NO DOUBT we all remember the fantastic stories told to us by our parents (or, if we were advanced enough, we read ourselves) that filled our heads with what later proved to be myths. Tales of knights, castles, dragons and princesses ... all with a happily-ever-after.
Unfortunately, over the years, a similar trend has occurred in small business. Some of the ideas that I hear of when it comes to owning and operating a small business are unbelievable, and in many cases, downright dangerous (wearing your super-cape will not guarantee your ability to fly).
So, in the interests of reality, let me burst a few bubbles:
When you own the business, you are the boss.
In starting your own business, you may have thought you'd "got rid of the boss". Unfortunately, in many cases, the law of substitution applies - and instead of having a boss, you now have clients, customers and the bank ... and maybe even employees! Staying in control and managing your own business requires discipline, focus and a strong sense of what you are trying to achieve.

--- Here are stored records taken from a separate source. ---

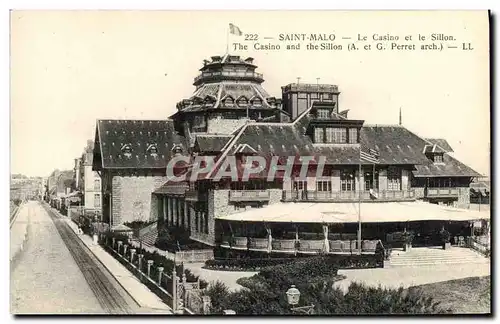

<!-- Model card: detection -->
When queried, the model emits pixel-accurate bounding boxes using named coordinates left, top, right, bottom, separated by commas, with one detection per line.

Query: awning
left=111, top=224, right=133, bottom=232
left=216, top=202, right=490, bottom=224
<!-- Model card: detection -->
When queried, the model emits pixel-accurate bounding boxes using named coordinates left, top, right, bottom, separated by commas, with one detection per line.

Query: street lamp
left=286, top=285, right=314, bottom=314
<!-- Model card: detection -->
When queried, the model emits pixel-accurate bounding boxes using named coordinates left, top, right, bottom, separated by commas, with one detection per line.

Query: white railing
left=175, top=250, right=214, bottom=263
left=194, top=71, right=263, bottom=82
left=229, top=190, right=269, bottom=201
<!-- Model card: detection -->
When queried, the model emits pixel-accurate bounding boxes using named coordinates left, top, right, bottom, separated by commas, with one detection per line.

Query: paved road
left=10, top=202, right=140, bottom=314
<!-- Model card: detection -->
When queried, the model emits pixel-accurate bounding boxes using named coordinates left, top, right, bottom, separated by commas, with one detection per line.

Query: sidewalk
left=57, top=209, right=172, bottom=314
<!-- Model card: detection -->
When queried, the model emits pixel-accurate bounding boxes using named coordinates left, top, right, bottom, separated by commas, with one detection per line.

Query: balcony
left=221, top=236, right=379, bottom=254
left=194, top=71, right=264, bottom=85
left=229, top=190, right=269, bottom=202
left=282, top=189, right=415, bottom=202
left=425, top=187, right=458, bottom=198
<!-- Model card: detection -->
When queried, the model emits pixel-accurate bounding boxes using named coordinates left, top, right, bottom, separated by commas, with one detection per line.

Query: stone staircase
left=389, top=247, right=490, bottom=267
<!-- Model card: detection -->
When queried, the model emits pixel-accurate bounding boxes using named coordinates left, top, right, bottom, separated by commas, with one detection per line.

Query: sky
left=10, top=11, right=490, bottom=176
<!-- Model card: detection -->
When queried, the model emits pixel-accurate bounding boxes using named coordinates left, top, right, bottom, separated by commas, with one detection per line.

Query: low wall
left=9, top=204, right=30, bottom=261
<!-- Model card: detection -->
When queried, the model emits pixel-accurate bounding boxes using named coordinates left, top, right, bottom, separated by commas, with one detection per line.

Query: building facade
left=93, top=55, right=480, bottom=246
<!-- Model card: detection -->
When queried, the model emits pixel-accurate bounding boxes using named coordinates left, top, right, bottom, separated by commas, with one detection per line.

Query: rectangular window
left=314, top=128, right=324, bottom=143
left=94, top=194, right=101, bottom=208
left=94, top=179, right=101, bottom=190
left=340, top=170, right=356, bottom=191
left=387, top=167, right=401, bottom=190
left=317, top=109, right=331, bottom=119
left=349, top=128, right=358, bottom=144
left=332, top=128, right=347, bottom=144
left=297, top=99, right=309, bottom=114
left=316, top=181, right=332, bottom=191
left=325, top=127, right=335, bottom=143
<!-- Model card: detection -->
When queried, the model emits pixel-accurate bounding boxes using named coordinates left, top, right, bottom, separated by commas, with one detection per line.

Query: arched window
left=237, top=97, right=248, bottom=107
left=121, top=144, right=132, bottom=158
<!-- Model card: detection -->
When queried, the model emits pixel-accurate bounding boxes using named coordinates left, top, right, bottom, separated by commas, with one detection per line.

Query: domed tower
left=171, top=54, right=283, bottom=143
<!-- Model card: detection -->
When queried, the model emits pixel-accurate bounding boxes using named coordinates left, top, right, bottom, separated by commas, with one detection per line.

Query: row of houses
left=45, top=140, right=101, bottom=218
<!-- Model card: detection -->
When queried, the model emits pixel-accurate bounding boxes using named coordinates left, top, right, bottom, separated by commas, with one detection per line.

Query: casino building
left=93, top=55, right=484, bottom=253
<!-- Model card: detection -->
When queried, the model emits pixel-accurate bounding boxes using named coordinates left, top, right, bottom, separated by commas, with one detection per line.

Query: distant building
left=93, top=55, right=480, bottom=251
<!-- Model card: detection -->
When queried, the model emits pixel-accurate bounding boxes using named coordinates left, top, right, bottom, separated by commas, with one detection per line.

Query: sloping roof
left=215, top=202, right=490, bottom=224
left=361, top=125, right=480, bottom=177
left=195, top=135, right=232, bottom=152
left=360, top=125, right=429, bottom=164
left=94, top=120, right=188, bottom=169
left=426, top=138, right=453, bottom=153
left=413, top=154, right=481, bottom=177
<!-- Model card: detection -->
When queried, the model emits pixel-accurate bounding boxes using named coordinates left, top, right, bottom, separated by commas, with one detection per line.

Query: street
left=10, top=201, right=139, bottom=314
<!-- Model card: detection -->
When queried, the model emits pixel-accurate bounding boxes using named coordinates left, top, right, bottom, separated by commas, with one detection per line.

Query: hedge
left=204, top=251, right=386, bottom=271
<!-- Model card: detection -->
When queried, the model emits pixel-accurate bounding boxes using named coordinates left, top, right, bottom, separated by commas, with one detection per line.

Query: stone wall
left=412, top=187, right=425, bottom=199
left=457, top=187, right=470, bottom=208
left=111, top=176, right=167, bottom=226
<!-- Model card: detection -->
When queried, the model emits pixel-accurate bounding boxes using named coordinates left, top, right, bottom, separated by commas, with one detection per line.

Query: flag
left=229, top=23, right=243, bottom=36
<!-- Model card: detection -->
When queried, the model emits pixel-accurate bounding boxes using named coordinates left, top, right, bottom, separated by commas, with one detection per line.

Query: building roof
left=153, top=180, right=189, bottom=195
left=93, top=120, right=188, bottom=169
left=215, top=202, right=490, bottom=224
left=426, top=138, right=453, bottom=153
left=360, top=125, right=428, bottom=164
left=194, top=134, right=233, bottom=152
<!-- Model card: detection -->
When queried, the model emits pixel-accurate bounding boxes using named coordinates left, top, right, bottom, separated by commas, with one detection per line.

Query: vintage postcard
left=10, top=10, right=492, bottom=316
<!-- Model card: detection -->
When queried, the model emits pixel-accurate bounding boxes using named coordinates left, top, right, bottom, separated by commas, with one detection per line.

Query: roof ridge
left=97, top=118, right=173, bottom=122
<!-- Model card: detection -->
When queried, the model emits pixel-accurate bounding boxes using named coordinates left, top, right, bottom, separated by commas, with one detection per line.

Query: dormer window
left=252, top=98, right=262, bottom=106
left=433, top=154, right=443, bottom=163
left=316, top=109, right=331, bottom=119
left=121, top=144, right=132, bottom=158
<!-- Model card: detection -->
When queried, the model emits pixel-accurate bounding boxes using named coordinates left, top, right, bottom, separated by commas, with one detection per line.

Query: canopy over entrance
left=216, top=202, right=490, bottom=224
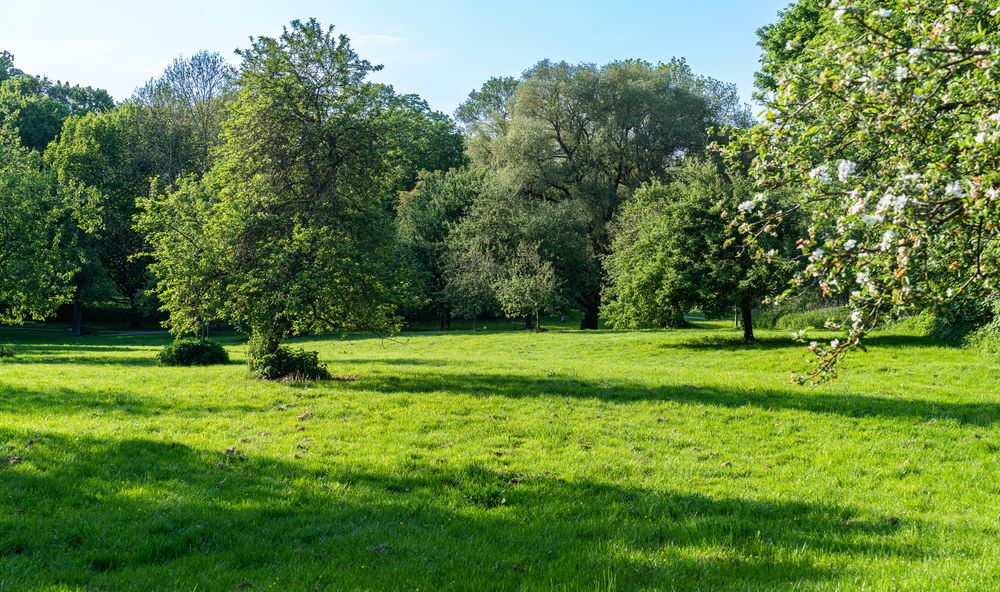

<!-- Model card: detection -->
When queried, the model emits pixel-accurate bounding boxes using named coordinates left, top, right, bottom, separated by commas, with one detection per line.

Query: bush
left=250, top=345, right=330, bottom=380
left=774, top=306, right=848, bottom=331
left=157, top=339, right=229, bottom=366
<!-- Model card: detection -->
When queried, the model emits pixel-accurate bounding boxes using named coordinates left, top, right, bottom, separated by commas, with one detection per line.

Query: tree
left=396, top=169, right=484, bottom=329
left=444, top=175, right=597, bottom=328
left=132, top=51, right=236, bottom=173
left=0, top=52, right=114, bottom=152
left=379, top=86, right=465, bottom=195
left=0, top=126, right=75, bottom=322
left=603, top=158, right=795, bottom=341
left=494, top=242, right=562, bottom=330
left=142, top=20, right=397, bottom=364
left=455, top=77, right=518, bottom=161
left=459, top=61, right=744, bottom=329
left=734, top=0, right=1000, bottom=380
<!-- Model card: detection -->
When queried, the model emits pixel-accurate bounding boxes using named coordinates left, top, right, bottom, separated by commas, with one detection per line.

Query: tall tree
left=0, top=52, right=114, bottom=152
left=603, top=159, right=796, bottom=341
left=144, top=20, right=396, bottom=374
left=734, top=0, right=1000, bottom=379
left=444, top=175, right=598, bottom=328
left=460, top=60, right=745, bottom=329
left=396, top=169, right=484, bottom=329
left=0, top=126, right=76, bottom=322
left=132, top=51, right=236, bottom=173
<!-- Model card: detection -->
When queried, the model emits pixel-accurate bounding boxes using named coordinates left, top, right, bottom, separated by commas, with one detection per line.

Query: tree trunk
left=128, top=298, right=143, bottom=329
left=580, top=288, right=601, bottom=330
left=740, top=294, right=754, bottom=343
left=69, top=294, right=83, bottom=337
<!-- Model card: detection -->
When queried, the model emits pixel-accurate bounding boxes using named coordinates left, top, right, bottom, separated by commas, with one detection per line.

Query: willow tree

You can have holidays whenever you like.
Regular readers will know that one of my mantras is "small business owners need to take holidays" - so this may seem like a contradiction. Unless your involvement in the business is purely as an investor, you will not be able to take as much leave as you like, when you like. Any business owner who has any operational responsibilities will need to attend to those responsibilities to ensure that their business keeps on running. You may be able to delegate significant portions of your role and eventually become an investor, but that requires significant time and effort on your part.
The customer is always right.
I hesitate to say that the customer is rarely right ... but in many situations that is correct.
What we really need to say is that the customer must be respected, but more importantly, helped to realise that your business has their best interests at heart. If that is not the case, you won't be in business for too long! It is therefore important for you to educate your customer as to the value of your product or service.
You have to spend money to make money.
As an accountant, this is one myth particularly dear to my heart. Unless you can see a clear connection between the spending of money and the return of that money and more (have you heard of return on investment?), you really need to consider carefully whether spending the money is a wise move. This applies for all expenses of your business, including investments in equipment and technology.
The sad thing is, it has taken me 10 minutes to think of these four myths ... and if I had more space, I could probably think of another four without any trouble.
Maintaining a grip on reality is important - don't believe everything you see or hear.